Museum of International Folk Art to present "Amidst Cries from the Rubble: Art of Loss and Resilience from Ukraine"

The Museum of International Folk Art proudly announces its forthcoming exhibition, Amidst Cries from the Rubble: Art of Loss and Resilience from Ukraine, running from June 23, 2024, to April 20, 2025, in the Mark Naylor and Dale Gunn Gallery of Conscience. This exhibition offers a compelling exploration of life in a war zone and the transformative power of art in times of turmoil.

Amidst Cries from the Rubble draws inspiration from the poignant verse of Ukrainian poetess Lina Kostenko, capturing the spirit of resilience amidst the chaos of war. Kostenko writes, “Empty streets as faded pastels. Perhaps somewhere amidst cries from the rubble, a tulip will suddenly sprout.” Through more than sixty works, including the newly-commissioned photographic series Wrapping Art — Art of Salvation by Marta Syrko, the exhibition presents a profound reflection on the enduring strength of the Ukrainian people.

Co-curated by Laura J. Mueller, PhD, Sasha Samuels, and Nina Medvinskaya, along with project management by Lillia McEnaney, the exhibition bears witness to the ongoing military conflict and its impact on Ukrainian communities. It showcases art objects crafted from materials salvaged from war-torn landscapes, illustrating how Ukrainians navigate trauma through creativity and expressions of cultural heritage.

“At the heart of Amidst Cries from the Rubble lies a resounding resilience,” remarks co-curator Mueller. “Through their art, Ukrainians confront the harsh realities of loss and devastation, forging a narrative of hope and remembrance that speaks to the essence of a distinct Ukrainian cultural identity.”

Featuring diverse works by artists such as Marta Syrko, Khrystyna Valko, Serhii Polubotko, Roman Selivachov, Yaroslava Tkachuk, and Volodymyr Balyberdin, the exhibition invites visitors to contemplate themes of loss, resilience, and hope. From sculptures crafted from ammunition casings to paintings on reclaimed wood, each artwork offers a unique perspective on the human experience in times of crisis. The works explore how Ukrainians cope with the daily trauma of death, loss, and destruction. Through art, Ukrainians reclaim and reimagine remnants of war—bullet and shell casings, helmets, ammunition boxes—as symbols of resistance and hope, reflecting their rich cultural perspectives and folk art practices.

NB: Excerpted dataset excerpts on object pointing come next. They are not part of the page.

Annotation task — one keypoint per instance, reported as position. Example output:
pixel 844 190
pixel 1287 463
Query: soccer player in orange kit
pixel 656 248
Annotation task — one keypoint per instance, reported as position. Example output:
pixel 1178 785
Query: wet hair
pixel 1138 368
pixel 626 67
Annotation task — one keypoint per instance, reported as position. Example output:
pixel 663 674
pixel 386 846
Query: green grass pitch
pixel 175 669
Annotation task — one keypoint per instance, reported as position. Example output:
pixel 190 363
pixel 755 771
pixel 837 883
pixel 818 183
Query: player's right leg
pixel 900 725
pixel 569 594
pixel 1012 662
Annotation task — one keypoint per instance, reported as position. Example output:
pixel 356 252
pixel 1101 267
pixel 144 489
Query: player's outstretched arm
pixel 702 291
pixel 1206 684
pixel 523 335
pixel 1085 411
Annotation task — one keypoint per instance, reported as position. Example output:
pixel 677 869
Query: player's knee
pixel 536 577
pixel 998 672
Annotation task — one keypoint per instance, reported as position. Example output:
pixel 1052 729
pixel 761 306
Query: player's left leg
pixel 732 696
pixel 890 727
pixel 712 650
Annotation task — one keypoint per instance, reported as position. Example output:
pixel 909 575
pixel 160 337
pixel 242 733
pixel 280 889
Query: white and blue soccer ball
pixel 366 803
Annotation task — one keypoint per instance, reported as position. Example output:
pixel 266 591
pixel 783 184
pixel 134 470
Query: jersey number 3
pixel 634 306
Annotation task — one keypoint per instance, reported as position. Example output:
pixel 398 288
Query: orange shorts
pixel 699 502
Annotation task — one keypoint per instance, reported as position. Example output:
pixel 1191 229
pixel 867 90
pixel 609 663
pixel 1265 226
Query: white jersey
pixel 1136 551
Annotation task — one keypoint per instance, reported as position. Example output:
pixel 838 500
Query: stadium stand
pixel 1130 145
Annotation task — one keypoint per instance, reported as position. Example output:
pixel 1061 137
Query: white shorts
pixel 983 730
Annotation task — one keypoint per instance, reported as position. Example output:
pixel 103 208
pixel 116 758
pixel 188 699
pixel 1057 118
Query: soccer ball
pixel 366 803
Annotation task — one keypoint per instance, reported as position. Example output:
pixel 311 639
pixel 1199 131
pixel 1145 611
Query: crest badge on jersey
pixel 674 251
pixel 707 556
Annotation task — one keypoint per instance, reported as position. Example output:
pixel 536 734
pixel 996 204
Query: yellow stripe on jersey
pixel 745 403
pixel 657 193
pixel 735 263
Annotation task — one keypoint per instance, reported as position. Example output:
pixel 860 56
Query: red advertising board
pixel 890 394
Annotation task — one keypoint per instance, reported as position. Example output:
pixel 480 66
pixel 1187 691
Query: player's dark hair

As a member of the UNESCO International Coalition of Sites of Conscience, the Mark Naylor and Dale Gunn Gallery of Conscience is committed to addressing pressing social and cultural issues. Located within the Museum of International Folk Art, it serves as an interactive space where visitors actively engage with the exhibitions, fostering dialogue and awareness.

About the Museum of International Folk Art

The Museum of International Folk Art  is a division of the Department of Cultural Affairs, under the auspices the Board of Regents for the Museum of New Mexico. Programs and exhibits are generously supported by the International Folk Art Foundation, Friends of Folk Art, and Museum of New Mexico Foundation. The mission of The Museum of International Folk Art is to shape a humane world by connecting people through creative expression and artistic traditions. The museum holds the largest collection of international folk art in the world, numbering more than 160,000 objects from more than 100 countries.